Паша встретил меня по-домашнему: в старом халате и тапочках на босу ногу.
— Давненько я тебя не видел.
— Работы много.
— У всех много работы.
Вино было отвратительное.
— Как Новый год?
— Как обычно. С предками в подмосковном городе-герое.
— А я дежурил.
— Затрахали?
— Не то чтобы сильно. Но часы сломали.
— Кто?
— Барабашка.
— То есть?
— Ну полтергейст, параллельные миры, окна во времени…
Слышал, наверное, об аномальных явлениях?
— Наверное слышал.
— Наступил год аномальных явлений. Астрологи обещают самый тяжелый год в российской истории. Нашествие черных сил, дьяволизм и прочая чертовщина.
— Дедовщина.
— Это для тебя актуально.
— И что же часы?
— Остановились синхронно с сердцем тромбоэмболической бабушки. Секунда в секунду.
— Бабушка была после какой операции?
— Только готовилась на мастэктомию[61]. И врезала. Один раз завели, вызвали сосудистую бригаду.
— Короче, бабушку не спасли?
— Не-а. После эмболэктомии[62] опять «встала». Вместе с моими часами. Загадка природы.

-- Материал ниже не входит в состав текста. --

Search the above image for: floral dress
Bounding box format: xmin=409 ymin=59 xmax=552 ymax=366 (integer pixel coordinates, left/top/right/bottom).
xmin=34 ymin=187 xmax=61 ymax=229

Мои загадки датировались старым, 90-м годом, но были еще загадочнее. Зайчук позвонил в 6-ой судебный морг, который (в частности) обслуживает Боткинскую, чтобы узнать о результатах вскрытия бедолаги-таксиста. Труп туда не поступал.
— Бывает…
— Это еще не все. После дежурства пришел домой, выпил водки и лег. Поспал, купил портвейна, но влезло только полбутылки. Закрыл пробкой — точно помню — и поставил в бар. Утром бутылка открыта, портвейна на донышке.
Пробки нету. Ни в баре, ни на полу — нигде.
— А в ведре смотрел?
— Ты на что намекаешь?
— Ни на что я не намекаю. В аномальные явления верю, у самого совсем недавно был подобный случай. Первого отец повез всех на ВДНХ.
Нашли стоянку, припарковались. Стали вылезать, ветровое стекло разлетелось вдребезги. На мелкие кусочки. Рядом крутилась бабка в платочке…
— Стреляли…
— Ни хрена. И мороз был несильный.
— И стекло было каленое?
— Каленое.
— Говно.
— Новое.
— Новое говно.
Я посмотрел на часы. «Свотч», кварцевые. Купил в Германии за тридцать марок. По меткому определению Паши, новое говно.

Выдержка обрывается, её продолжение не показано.